4.19.2007

Observation of the Ordinary

An intense glimpse into the skeletal figures of Ann Rogers
by Meredith Ellis

          In a studio cubicle, with a dozen paintings occupying white walls and thousands of spotted colors layering the floor, with three sparse white lights hanging from the center, and two brooms intersecting the three crossbeams above, the slight figure of Ann Rogers states reflectively, “Skeletons aren’t defined by age, class…race or scars. They’re the essence.”
          At first her words teeter on the line of artsy indulgence but I soon realize they lack the passionate elitism to push it over. She leans away from the “art is love and saving the world” babble and I’m grateful. Ann Rogers worships simplicity and finds intellectual art theories amusing.
          She merely observes. She paints. And then she stops there. Her words and artwork sit decidedly on opposite sides of a canyon. Rogers hesitates tremendously in defining her work with vague descriptions and underlying motives. And she won’t build the bridge to help them meet. She wants you to. She acknowledges subtleties about her subjects but casts no judgments.

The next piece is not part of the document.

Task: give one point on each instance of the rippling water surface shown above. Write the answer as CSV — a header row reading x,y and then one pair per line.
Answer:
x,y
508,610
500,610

          For her, the coals fueling the train of human behavior pale in comparison to the locomotive itself. The intrigue lies in the shape of the train as it passed or the streak of white steam frozen into her memory. There exists no concept of “why?” Every painting, sketching and photograph seems dedicated to some slight mannerism or moment. Seemingly mundane things, like a girl running a strand of hair behind her ear or a man leaning over in an old chair, seem paramount in her work.

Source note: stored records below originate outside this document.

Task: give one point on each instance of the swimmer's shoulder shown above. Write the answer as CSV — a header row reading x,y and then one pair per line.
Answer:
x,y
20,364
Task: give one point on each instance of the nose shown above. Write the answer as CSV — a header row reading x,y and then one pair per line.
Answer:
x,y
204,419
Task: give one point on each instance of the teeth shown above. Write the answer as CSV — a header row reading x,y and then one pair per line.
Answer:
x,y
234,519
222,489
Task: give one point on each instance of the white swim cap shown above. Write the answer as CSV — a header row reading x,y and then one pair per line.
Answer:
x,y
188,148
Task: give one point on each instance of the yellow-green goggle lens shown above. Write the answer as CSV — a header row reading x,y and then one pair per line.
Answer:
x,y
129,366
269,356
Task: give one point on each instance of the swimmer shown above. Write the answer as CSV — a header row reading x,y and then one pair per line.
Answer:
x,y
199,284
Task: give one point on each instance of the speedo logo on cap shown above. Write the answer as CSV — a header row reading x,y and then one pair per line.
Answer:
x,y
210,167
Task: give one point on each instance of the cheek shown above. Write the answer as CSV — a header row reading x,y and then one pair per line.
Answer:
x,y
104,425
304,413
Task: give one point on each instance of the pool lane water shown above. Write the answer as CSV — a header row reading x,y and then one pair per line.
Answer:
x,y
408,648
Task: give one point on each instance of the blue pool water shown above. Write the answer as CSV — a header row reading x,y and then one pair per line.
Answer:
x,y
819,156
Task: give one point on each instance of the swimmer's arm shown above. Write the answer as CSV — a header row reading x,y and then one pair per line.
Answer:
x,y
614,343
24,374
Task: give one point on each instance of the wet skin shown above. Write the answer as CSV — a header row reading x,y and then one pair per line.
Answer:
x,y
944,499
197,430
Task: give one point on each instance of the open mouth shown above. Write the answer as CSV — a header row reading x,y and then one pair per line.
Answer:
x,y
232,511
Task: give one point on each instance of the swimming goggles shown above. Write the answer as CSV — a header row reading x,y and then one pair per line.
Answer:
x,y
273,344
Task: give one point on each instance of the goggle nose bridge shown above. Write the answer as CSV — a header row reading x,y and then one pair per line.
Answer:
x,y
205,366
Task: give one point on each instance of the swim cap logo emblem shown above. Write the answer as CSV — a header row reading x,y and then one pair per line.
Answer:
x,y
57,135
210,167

          The lack of psychological motives in her work doesn’t weaken the impact of her paintings. Instead they free all the abstractionist clutter, much like Belgian artist James Ensor’s Man of Sorrow; a single man expressing in surmountable grief through a series of red and black lines.
          Sometimes it seems impossible not to embellish the intentions of the painter. I assumed a painting with a boy gazing despondently into nothing possessed Orwellian leanings. The grey and blue swirled tragically around his subdued figure. The artist shrugs and merely says she painted a portrait of her brother on a nature hike. And the painting that resembles the three expressionless faces of Peter Jackson? She nods at the resemblance but explains, “That’s local Jim…the wine guy.”

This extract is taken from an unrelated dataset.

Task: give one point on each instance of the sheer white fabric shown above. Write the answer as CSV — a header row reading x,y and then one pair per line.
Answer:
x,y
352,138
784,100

          Her work goes down your throat easily like wine and echoes a sort of minimalist German expressionism. It begs the hypothetical question “what if Edvard Munch’s 1893 The Scream painting mated with a square box?”
The answer is Ann Rogers and her unfinished painting of two women. The face of the foremost woman, painted abundantly with yellow and roseate, stares on, deeply judgmental of anyone who passes.
          Though the emotion seems striking, like the harrowing scream of a man on a bridge in Munch’s work, it lends itself to simplicity with loose lines and limited paint.
          Probably the most expressionist influence shows through her painting of two skeletons slouching against one another like exhausted boxers in a ring. Their sparse bodies and yet fluid movements fool your eye into imagining the flesh around their frames. James Ensor’s famous work, depicting two skeletons fighting over a smoked herring, comes to mind. There’s a certain intrepid humanism that shouldn’t be there in these symbols of death.
          For Ann Rogers, a girl who passes the hours stealing model skeletons, her work candidly evaluates human nature in its purest form with keen detail and simple humanity. Her self-effacing nature resonates through the outstanding skeleton-inspired frames of her work and assures us there is nothing skeletal or sparse about captured emotion.